We have been fooled. They SEEM to have choices, but maybe they really don’t. The work that they have to choose from, work that reproduces racist perspectives is work that people will rely on for learning history. This kind of story is privileged. Why? Because it is easy.

And here I wonder why I have writer’s block.

Of course I have writer’s block! Writing against a racist system, such as the one that would dupe people into thinking The Help is great, accurate work means that I have to constantly fight what is normal.

It is easy for people to write books and produce movies like The Help. We all know the story like the back of our hands. Any of us could have written it! It is probably why some women love it so much. It is too damn familiar! We all know this racist narrative too well. It is in our novelas, it is in our history books, it has been made into law in Alabama – they have made concessions to allow for undocumented immigrant women to work as The Hispanic Help while making it illegal to go to school, drive, have utilities in their homes if there are no papers to prove US citizenship.

But undocumented women have permission to work as The Hispanic Help in Alabama. Walking around without papers is not legal. Being an undocumented immigrant domestic worker is legal.

As a race-worker, I have to constantly write against that kind of system that makes it legal to be racist. I have to reconstruct, re-write, and develop a new racial narrative. To be constantly conscious of this takes time and effort. Where the hell are the awards for that?

How do you interrupt the reproduction of racism? Luckily, we have our heroes. People who rarely get as much attention as do writers of racially-easy work. Critical race narratives like Professor Derrick Bell’s Faces at the Bottom of the Well written precisely in the spirit of racial justice by interrupting our post racial notions of race relations in the US. Geneva Crenshaw, a prophetic lawyer, does the interrupting by questioning, guiding, and empowering a young lawyer into thinking outside of the subtle racism that has come into existence since the Civil Rights Era. Could she be made into a movie heroine? Could an actress like Viola Davis play that role and still get a Golden Globe or Oscar nod?

Or will people say “That’s not real enough.” Not real enough that some have described critical race narratives as “sci-fi”. The “other-world-liness” of powerfully analytical People of Color is fascinating but not as fascinating as the description of Black maids by a color-blind woman.
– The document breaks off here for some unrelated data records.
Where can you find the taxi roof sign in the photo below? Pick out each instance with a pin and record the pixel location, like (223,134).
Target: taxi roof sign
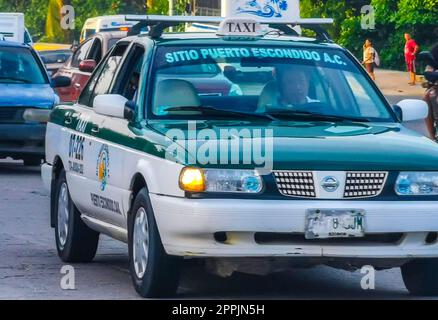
(239,27)
(263,10)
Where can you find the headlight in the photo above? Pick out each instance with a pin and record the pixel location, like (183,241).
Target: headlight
(235,90)
(217,180)
(417,184)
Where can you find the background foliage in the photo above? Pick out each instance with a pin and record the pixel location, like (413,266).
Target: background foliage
(393,18)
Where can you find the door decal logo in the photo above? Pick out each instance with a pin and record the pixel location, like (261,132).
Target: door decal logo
(102,170)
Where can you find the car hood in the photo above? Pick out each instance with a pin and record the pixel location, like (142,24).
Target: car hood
(27,95)
(319,145)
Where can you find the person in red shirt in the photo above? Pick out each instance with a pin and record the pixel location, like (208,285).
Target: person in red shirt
(411,50)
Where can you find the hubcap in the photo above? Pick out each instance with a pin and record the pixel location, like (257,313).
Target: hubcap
(63,215)
(141,243)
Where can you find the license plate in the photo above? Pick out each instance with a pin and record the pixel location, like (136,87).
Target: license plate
(323,224)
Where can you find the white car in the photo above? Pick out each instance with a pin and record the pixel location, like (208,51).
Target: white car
(176,173)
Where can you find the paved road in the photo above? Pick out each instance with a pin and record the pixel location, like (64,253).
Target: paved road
(30,268)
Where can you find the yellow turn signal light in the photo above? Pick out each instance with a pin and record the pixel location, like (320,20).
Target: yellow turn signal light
(192,180)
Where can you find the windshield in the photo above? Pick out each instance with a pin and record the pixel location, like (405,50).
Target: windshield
(274,81)
(18,65)
(57,56)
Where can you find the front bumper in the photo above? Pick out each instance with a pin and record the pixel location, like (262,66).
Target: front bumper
(188,227)
(20,140)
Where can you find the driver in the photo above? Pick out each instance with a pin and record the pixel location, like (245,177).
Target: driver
(291,89)
(293,86)
(9,68)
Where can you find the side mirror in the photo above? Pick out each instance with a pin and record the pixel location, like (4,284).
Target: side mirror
(113,105)
(87,66)
(411,110)
(61,82)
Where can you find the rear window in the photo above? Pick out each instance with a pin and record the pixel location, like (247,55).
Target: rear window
(18,65)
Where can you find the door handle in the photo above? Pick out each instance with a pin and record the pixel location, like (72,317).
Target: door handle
(95,129)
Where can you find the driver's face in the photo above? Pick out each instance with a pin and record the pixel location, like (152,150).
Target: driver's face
(294,86)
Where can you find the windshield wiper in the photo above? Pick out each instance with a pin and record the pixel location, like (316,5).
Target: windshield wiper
(308,114)
(15,79)
(210,111)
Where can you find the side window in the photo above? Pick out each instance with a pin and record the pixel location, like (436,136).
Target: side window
(81,54)
(127,84)
(96,51)
(102,79)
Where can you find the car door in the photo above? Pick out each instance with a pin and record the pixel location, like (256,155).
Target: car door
(80,78)
(71,93)
(95,196)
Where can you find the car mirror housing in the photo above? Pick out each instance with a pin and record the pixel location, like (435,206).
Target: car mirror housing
(60,82)
(112,105)
(411,110)
(87,66)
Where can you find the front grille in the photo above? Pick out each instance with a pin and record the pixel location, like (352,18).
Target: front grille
(364,184)
(295,183)
(11,115)
(357,184)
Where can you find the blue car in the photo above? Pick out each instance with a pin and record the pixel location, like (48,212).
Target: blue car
(26,97)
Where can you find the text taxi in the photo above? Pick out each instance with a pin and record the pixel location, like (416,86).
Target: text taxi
(303,161)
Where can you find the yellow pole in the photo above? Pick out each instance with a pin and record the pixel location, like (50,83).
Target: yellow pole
(54,32)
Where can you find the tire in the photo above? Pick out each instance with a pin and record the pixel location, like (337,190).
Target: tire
(159,275)
(421,277)
(75,241)
(32,162)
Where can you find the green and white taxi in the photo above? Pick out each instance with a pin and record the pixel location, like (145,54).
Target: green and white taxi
(254,148)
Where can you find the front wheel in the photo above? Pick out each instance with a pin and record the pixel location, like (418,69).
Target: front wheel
(154,273)
(75,241)
(421,277)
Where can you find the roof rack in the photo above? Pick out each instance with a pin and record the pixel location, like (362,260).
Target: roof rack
(158,24)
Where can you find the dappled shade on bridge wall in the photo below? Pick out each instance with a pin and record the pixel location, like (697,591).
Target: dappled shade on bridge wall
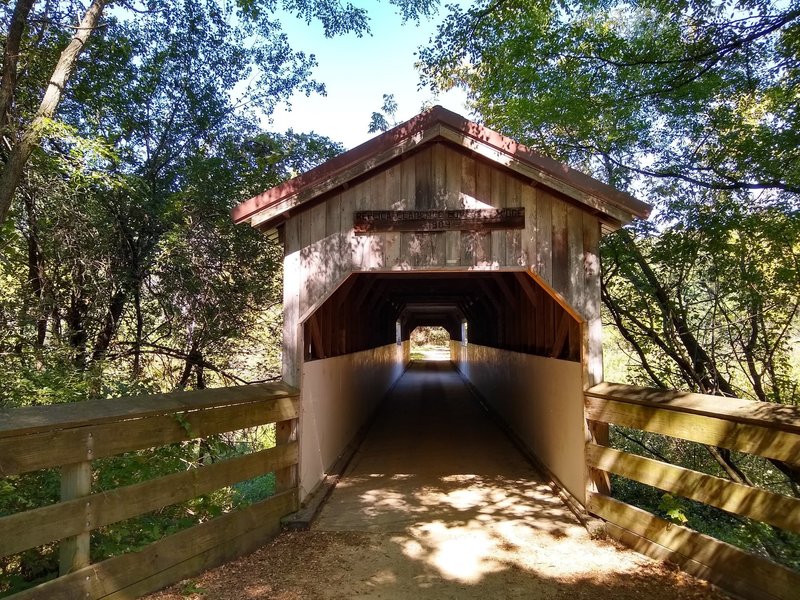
(528,285)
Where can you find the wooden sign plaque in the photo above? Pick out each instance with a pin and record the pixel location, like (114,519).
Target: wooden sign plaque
(471,219)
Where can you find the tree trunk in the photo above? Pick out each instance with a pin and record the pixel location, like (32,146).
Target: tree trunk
(110,324)
(12,170)
(36,271)
(137,348)
(77,315)
(11,58)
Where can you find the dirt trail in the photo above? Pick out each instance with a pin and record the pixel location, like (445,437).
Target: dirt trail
(451,512)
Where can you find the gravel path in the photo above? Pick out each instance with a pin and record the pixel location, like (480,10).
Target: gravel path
(453,513)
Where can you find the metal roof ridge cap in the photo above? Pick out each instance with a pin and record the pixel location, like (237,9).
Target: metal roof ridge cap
(247,208)
(562,171)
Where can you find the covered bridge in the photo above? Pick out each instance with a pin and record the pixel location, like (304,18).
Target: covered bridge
(437,222)
(441,221)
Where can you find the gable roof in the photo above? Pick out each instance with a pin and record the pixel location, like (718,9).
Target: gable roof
(273,206)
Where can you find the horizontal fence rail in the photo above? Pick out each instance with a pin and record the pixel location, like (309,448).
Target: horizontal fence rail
(71,436)
(768,430)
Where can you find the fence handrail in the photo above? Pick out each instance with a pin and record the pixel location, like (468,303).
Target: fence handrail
(760,428)
(781,417)
(38,419)
(72,436)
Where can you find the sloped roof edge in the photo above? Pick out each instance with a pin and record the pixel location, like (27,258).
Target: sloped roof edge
(417,125)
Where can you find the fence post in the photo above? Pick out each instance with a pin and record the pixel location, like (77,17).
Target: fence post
(76,482)
(285,433)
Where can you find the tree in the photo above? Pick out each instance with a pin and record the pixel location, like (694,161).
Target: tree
(697,90)
(691,104)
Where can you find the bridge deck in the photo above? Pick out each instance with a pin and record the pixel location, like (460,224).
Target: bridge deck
(433,455)
(438,503)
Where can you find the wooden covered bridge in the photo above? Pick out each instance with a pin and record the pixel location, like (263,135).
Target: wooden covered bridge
(437,222)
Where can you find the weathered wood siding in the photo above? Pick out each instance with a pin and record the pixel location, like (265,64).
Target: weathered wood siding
(559,243)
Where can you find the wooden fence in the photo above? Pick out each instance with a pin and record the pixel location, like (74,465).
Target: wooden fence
(71,436)
(764,429)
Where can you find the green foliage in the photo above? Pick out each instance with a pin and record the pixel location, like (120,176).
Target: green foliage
(674,509)
(380,121)
(700,91)
(121,272)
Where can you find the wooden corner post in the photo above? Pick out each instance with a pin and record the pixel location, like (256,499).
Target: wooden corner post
(76,482)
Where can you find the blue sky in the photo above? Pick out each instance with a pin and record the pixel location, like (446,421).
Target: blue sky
(357,72)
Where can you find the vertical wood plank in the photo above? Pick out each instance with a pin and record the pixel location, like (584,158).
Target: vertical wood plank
(560,274)
(423,191)
(514,255)
(393,196)
(318,263)
(452,188)
(335,240)
(575,281)
(408,173)
(498,194)
(292,336)
(529,234)
(375,199)
(592,359)
(544,235)
(286,433)
(76,482)
(356,200)
(470,245)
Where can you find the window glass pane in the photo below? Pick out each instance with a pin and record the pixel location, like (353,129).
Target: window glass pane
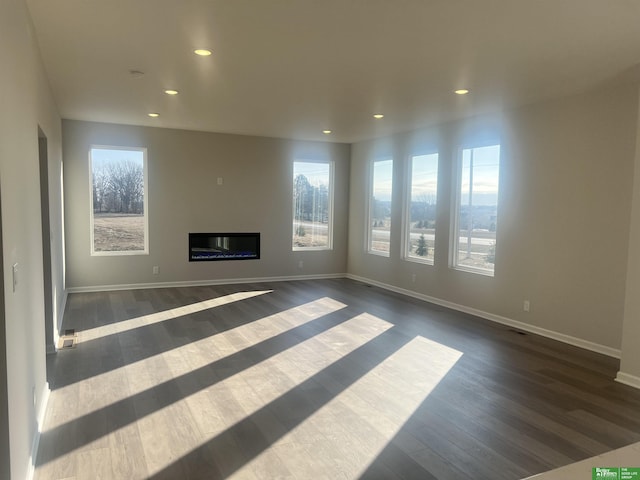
(421,220)
(118,211)
(380,207)
(312,205)
(477,211)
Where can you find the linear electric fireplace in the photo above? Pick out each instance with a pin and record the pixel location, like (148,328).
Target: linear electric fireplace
(205,247)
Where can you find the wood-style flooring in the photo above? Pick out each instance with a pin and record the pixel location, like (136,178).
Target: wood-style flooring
(326,379)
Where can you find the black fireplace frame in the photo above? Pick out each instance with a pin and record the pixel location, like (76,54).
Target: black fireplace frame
(211,247)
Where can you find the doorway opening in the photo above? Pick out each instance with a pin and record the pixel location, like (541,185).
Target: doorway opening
(49,330)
There are people who are writing against the “Nostalgia Movement (Code for When we were Openly Racist)”. While some are desiring for The “Good Ole Days” (as some of our presidential hopefuls have freely expressed) there are others who are reminding us that a racist narrative is powerful to and desired by a mass audience because it is racially easy and nice (for more racially-easy work, go watch The Help).

Race–workers, race researchers, race educators remind us that the first step is to be racially conscious and aware – but this is not enough

They remind us that we have to think, write, and share about a racial narrative that isn’t deficient, deleterious, and disappointing.